The authenticity of the publication of North Carolina Statutes must be certified by the Secretary of State. See Battle's Revisal, Ch. 78, Sec. 15, p. 644.
If the Public Printer were an agent to do the State printing, the State would be liable for the obligations contracted in the performance of the work. Cook v. Irwine, 5 S. R. 497.
U.S. laws, 2 Brightly Digest tit. "Printing," Sec. 6, Ch. 1, p. 796: A firm, it seems, may be Public Printer of Congress; perhaps a corporation.
Sections 16 and 17: Public printing of Congress and Executive Department seems to have been done by contract.
A firm or a corporation may well perform all the duties and undertakings of the Public Printer under this act.
The office of State Printer was abolished, Ch. 43, Acts of 1869-70; the duties have since been performed, Ch. 3, Acts of 1870-71, under contract. Between the dates of December, 1870, and February, 1872 there were no duties prescribed by law for the Public Printer.
The Legislature may contract in behalf of the State. Constitution, art. 5; 33 N.C. 501, Mills v. Williams; 33 N.C. 501.
The members of the printing committee are officers, under Clark v. Stanley. They may, it seems, contract when so authorized. P. 799, Sec. 21, Ch. 3, tit.. Printing, 2 Brightly Digest U.S. laws. They (96) are particularly authorized to contract by the Acts of 1871-72, Ch. 180.
The plaintiff has not been properly appointed; the vacancy is an original one, and there has been no confirmation by the Senate. People v. Forquer, above; Nichols v. McKee, 68 N.C. 429.
Upon the complaint and demurrer arises three questions:
I. Is the position of Public Printer a public officer?
1. An officer is any one who has a duty concerning the public; the extent of his authority is not material, as it is the nature of the duty that makes him a public officer. Bac. Ab. Tit. Off. Sec. A. Clark v. Stanley, 66 N.C. 69. People v. Bledsoe, et al., 68 N.C. 459. People v. McKee, Ibid 429.
(a) The duty must concern the public. Ibid.
(b) If prescribed by governmental authority, as by an act of the Legislature, it constitutes the position to which the duty is incident, an office. United States v. Maurice, et al., 2nd Brockenbrough, 96, 103.
The duties of the Public Printer are prescribed by an act. Bat. Rev. Ch. 97.
(c) A bond is another incident of an office. U.S. v. Maurice, 2nd Brock, 96.

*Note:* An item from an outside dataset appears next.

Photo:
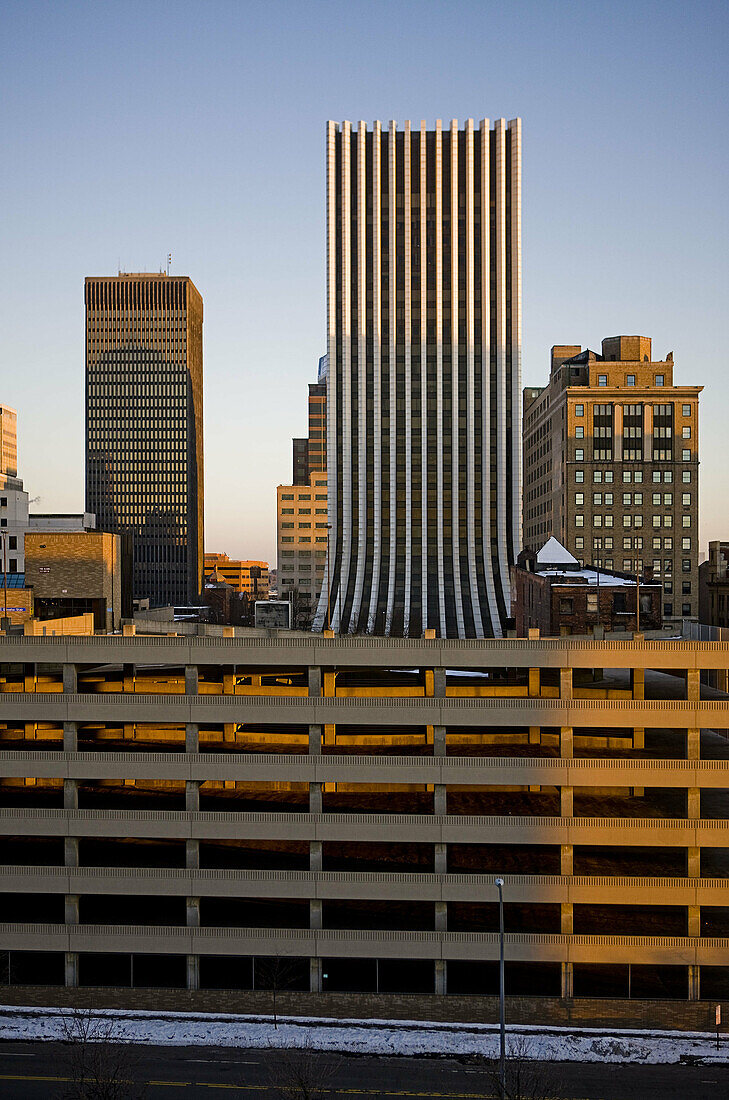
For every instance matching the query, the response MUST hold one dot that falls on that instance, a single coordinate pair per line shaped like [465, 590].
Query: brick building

(d) Likewise continuance. Ibid.
(e) The importance of the position, and of the duties incident thereto, to a complete and just administration of government, and to the public weal, the degree of necessity to the public, gives character to it in proportion as it is less or greater. The material interests of the public would not suffer, if the grass in the Capitol Square were not mowed or the shrubbery not trimmed, no fundamental principle of organized society would be violated, and none of the general purposes of government thwarted.
The law of the land would be violated if the laws were not in due time published. Dec. Rights, Sec's 17 and 32. Hoke v. (97) Henderson, 15 N.C. 1.
It is also made incumbent on the Legislature to publish the journal of its proceedings. Art. 11, Sec. 18.
2. The striking out of the act the words "office of Public Printer," and leaving merely "Public Printer," does not affect the character of the position so long as the duties remain the same. People v. McKee, et al., 68 N.C. 429.
3. The Public Printer is invested by the act with the discretion and power of an agent; he may do the printing or cause it to be done, and he shall "cause" the binding to be done. Bat. Rev. Ch. 97, Sec's 5, 12, 19 and 20. This constitutes him an officer. People v. Bledsoe, 68, N.C. 459.
II. If an officer, was plaintiffs appointment legally made?
(1) The previous action of the Legislature obviated the necessity of nominating to the Senate. Howerton v. Tate, 66 N.C. 231.
(2) There was a vacancy. Turner appointed 18th December, should have been appointed 2nd day after meeting Legislature. Rev. Code, Chap. 93, Sec. 1. Printer has been for 3 years chosen by Legislature, and therefore there had been no Printer.
(3) There was vacancy: the constitutional provision, as interpreted by the Supreme Court, includes original vacancies. People v. McKee, 68 N.C. 493.
III. Will mandamus lie in this case?
1. The party to whom the mandamus must issue, if issued at all, according to the prayer in the complaint, is the Secretary of State. It would be self-contradictory for the plaintiff to ask that the defendant Turner be commanded to perform an official act, and at the same time allege that he himself is the incumbent of the position to which the required act is incident. There is no controversy between the plaintiff and the defendant, as regards the title to the office of Public Printer; the title comes only incidentally in question, as it does in every case where a mandamus is prayed; for before the writ can (98) issue the prosecutor or applicant, now the plaintiff, must show a legal right to demand the performance of the act from the party against whom the writ is prayed. Tappan on Mandamus 10-12; State v. Jones, 23 N.C. 129; State v. Justices, 24 N.C. 430.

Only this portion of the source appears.